It’s a changing of the guard in the National Hockey League, with elite-level restricted free agents earning salaries of over $10 million after their rookie deals are up.
Connor McDavid and Jack Eichel both secured monster contracts as RFAs, while Patrik Laine will likely receive a big payout in the summer, but one name has dominated headlines over the past week.
Toronto’s Auston Matthews put pen to paper on a five-year, $58.17 million deal, meaning the Maple Leafs star will earn $11.6 million per season, the second highest in the NHL to McDavid.
Matthews’ deal is a game-changer across the league landscape as he’s the first young superstar not to sign the eight-year max contract that’s become commonplace over the last few seasons.
Three big RFA contracts loom for the Calgary Flames ahead of next season and while they won’t reach Matthews-level payouts, the price tag continues to rise with the team’s overall success.
Comparable numbers courtesy of CapFriendly.
1. Matthew Tkachuk
The man known as ‘Chucky’ is in for a sizeable payday, likely the largest since the Gaudreau and Monahan contracts that Calgary signed in 2016.
Matthew Tkachuk has been a force over his first three NHL seasons, netting 61 goals and 154 points in just 199 games for an average of 0.77 points per game.
While the 21-year-old has been on a tear to begin his career, he likely won’t command a dealer higher than his two young counterparts in Gaudreau and Monahan who have been faces of the team.
Calgary will likely lock up Tkachuk to a long-term deal to eat as many unrestricted free agency years as possible, likely within the ballpark of between $5.75 and $6.25 million per season.
The closest comparable contract likely comes with Filip Forsberg’s six-year deal signed in 2016 that pays him an even $6 million per season, averaging just under Tkachuk’s pace at 0.73 points per game when he signed the contract.
- Filip Forsberg (NSH) – 6 years, $6 million cap hit
- Nikolaj Ehlers (WPG) – 7 years, $6 million cap hit
- Mark Scheifele (WPG) – 8 years, $6.125 million cap hit
2. David Rittich
Calgary likely expected a quiet negotiation period with David Rittich when the season began, but the 26-year-old late bloomer has taken the team by storm this year.
After an average rookie campaign in 2017-18 that saw him play 21 games, Rittich has become the number one starter in Calgary this year with a 20-4-5 record, a 2.55 goals against average, and a 0.915 save percentage.
Due up at the end of the season after signing back-to-back one year deals, the 26-year-old Czech will likely command more term and a higher salary than his current $800,000.
Calgary looks keen to lock up Rittich for the foreseeable future as well, with Elliotte Friedman telling Sportnet 960 this week that the Flames view the breakout star as their long-term option in net.
So, the begs the question… what do you pay a starting goalie with only 55 games of NHL experience.
Guessing Rittich plays 20 more games before the end of the regular season, that would put him in the same conversation as when the Vancouver Canucks inked Jacob Markstrom in 2016.
Markstrom was the same age as Rittich currently is now, only had 83 NHL games under his belt when he signed, and was locked up for three years at $3.66 million per season.
Rittich likely won’t get more than a two or three year deal as his resume is still pretty small, but somewhere in the range of $3 and $4 million would likely keep ‘Big Save Dave’ sticking around.
- Jacob Markstrom (VAN) – 3 years, $3.66 million cap hit
- Petr Mrazek (DET) – 2 years, $4 million cap hit
3. Sam Bennett
Sam Bennett’s is a curious case, as the Flames already gave him a bridge deal of two years and $1.95 million per season after his rookie deal expired in 2017.
Flames fans have waited over four seasons for the former fourth overall draft pick to break out offensively, but he still hasn’t found a home in Calgary’s top six forwards.

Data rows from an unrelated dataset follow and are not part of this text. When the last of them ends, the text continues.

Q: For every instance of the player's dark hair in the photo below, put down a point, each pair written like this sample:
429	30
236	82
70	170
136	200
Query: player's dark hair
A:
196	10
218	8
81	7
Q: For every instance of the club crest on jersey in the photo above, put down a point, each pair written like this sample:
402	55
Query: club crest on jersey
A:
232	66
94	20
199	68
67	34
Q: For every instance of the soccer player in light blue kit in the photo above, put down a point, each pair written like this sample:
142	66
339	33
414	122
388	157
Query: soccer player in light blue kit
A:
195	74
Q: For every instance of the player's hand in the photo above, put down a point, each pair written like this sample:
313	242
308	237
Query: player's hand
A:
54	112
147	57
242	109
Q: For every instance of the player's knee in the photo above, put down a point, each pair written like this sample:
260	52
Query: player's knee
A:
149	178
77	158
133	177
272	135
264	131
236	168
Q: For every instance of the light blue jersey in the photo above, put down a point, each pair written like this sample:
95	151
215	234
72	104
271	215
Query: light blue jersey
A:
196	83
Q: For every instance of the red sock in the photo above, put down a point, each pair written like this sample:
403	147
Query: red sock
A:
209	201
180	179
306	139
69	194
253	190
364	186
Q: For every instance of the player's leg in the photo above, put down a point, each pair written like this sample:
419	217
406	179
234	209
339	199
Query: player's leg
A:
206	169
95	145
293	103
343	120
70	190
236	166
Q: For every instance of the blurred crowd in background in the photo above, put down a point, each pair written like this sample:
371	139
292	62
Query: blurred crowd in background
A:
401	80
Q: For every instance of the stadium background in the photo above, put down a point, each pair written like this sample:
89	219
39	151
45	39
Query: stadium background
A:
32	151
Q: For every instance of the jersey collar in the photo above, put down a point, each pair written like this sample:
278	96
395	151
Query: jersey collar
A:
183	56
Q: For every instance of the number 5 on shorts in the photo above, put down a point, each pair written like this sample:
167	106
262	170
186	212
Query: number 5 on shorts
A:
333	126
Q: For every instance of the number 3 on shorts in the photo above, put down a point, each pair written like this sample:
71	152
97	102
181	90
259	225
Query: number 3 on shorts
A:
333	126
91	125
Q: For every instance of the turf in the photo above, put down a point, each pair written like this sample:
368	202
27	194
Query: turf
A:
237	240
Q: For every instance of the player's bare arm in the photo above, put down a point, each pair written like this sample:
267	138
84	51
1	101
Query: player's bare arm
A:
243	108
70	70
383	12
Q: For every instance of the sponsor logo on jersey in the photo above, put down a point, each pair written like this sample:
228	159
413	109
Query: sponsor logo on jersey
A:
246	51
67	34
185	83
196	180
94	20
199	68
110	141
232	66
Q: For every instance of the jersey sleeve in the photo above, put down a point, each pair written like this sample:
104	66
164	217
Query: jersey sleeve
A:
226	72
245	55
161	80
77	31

Bennett is making the most out of his contract year however, posting his best offensive totals since his rookie season with 10 goals and 21 points in 53 games.
A slight raise is probably expected for the 22-year-old Bennett, who will likely earn between $2 and $3 million per year when he eventually puts pen to paper.
If comparable contracts are to be believed, then Bennett would be primed to ink around a new deal in the neighbourhood of three years with Dallas’ Radek Faksa, Anaheim’s Ondrej Kase, and Columbus’ Oliver Bjorkstrand all signing for those terms.
Though he’s more of a defensive player than Bennett, Faksa has almost the same point per game average as Bennett over the last two seasons and was locked up for just over two million dollars.
It’s possible the Flames could pay Bennett slightly more than expected due to his projected ceiling, but with four years under his belt it’s becoming less likely that he’ll live up to those lofty expectations.